Почти всю свою жизнь Алексей Львович Антонов – Асин отец – провел на Востоке. Война застала его за границей. В который уж раз он пытался удержать на полотне зыбкие краски заката, тонущего в сером Каспии.
Незадолго до этого одну из ранних картин Антонова приобрела Дрезденская галерея. После долгих лет подвижничества и мытарств забрезжила надежда на признание и благополучие. Алексей Львович уже мечтал о том, как поедет осенью в Египет, а вернувшись, поселится окончательно в Ташкенте, где в родительском доме жила его небольшая семья – жена, недавно окончившая Бестужевские курсы, и трехлетняя дочь Ася.
Тридцатилетний русский художник остался за рубежом. Граница закрылась, жена и дочь остались по ту сторону. Лучшие работы Антонова, отправленные им на венский аукцион, потерялись в пути. Жить стало трудно, и Алексей Львович отступил от священных правил, усвоенных в Петербургской академии художеств: он согласился расписать стены в светском дворце, недавно выстроенном на юге. Жена его, как стало ему известно, добровольно пошла работать в холерный барак, заразилась и умерла, оставив Асю на попечение семьи иерея Ташкентского. Девочке в ту пору исполнилось семь лет. Священник забрал ее с собой в Баку, а оттуда он вместе с англичанами бежал за границу. Туда, в пыльный старый город, приехал Алексей Львович, чтобы забрать Асю, и остался здесь навсегда.

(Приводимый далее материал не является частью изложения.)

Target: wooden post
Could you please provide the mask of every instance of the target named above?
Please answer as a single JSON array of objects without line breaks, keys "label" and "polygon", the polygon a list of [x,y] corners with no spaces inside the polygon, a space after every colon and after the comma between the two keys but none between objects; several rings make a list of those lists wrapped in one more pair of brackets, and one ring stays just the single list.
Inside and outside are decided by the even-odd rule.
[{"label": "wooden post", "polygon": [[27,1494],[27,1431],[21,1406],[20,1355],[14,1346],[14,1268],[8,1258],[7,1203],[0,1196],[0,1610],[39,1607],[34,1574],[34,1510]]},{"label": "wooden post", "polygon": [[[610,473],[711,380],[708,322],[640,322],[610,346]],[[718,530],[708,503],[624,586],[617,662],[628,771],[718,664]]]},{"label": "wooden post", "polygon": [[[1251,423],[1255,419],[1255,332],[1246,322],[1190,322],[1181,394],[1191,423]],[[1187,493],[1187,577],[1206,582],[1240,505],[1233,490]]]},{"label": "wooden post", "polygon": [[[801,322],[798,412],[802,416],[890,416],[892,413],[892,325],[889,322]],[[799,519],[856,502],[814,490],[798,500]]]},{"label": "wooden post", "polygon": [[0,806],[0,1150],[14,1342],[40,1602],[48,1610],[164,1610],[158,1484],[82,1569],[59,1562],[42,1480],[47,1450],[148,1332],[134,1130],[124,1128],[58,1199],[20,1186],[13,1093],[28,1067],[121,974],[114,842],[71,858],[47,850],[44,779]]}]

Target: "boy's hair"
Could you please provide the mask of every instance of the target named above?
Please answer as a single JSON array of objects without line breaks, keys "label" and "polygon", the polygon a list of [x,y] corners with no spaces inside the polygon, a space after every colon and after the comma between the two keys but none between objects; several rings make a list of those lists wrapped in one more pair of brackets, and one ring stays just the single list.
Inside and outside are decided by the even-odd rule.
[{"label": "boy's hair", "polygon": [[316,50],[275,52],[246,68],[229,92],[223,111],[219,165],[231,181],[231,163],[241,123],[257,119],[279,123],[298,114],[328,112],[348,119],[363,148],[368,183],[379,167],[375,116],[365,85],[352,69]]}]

Несколько лет Ася служила у Хюгеля, исправно являясь к половине девятого, но неожиданно для всех ушла со службы. Пересуды мгновенно взбудоражили тесный эмигрантский мирок. Даже Алексей Львович осмелился спросить заплетающимся языком: «Немец тебя обидел? Да, Асенька?» – «Я обидела его, – ответила Ася. – И не будем никогда возвращаться к этому. Умоляю тебя, папа!»
Однажды в полночь Ася ушла вместе с князем Владиславом Синяевым, до той поры откровенно презираемым ею.
Незадачливый, хотя и сохранивший великолепную осанку, отпрыск князей Синяевых задохнулся от счастья. Теперь по вечерам он сидел на скамеечке у Асиных ног, бережно держа ее за руку, и гораздо реже выбегал в прихожую нюхнуть кокаину.
Но вскоре Владик надолго исчез, а вернувшись, все в той же кофейне «Роза Ширака» сильно напился, расплакался, смешал коньяк с ликером, выпил и произнес речь о том, что в Асе нет ничего хорошего, что она холодна, как лягушка. Аскар-Нияз тоже был изрядно пьян, однако он взял Владика за грудки и потребовал, чтобы он замолчал.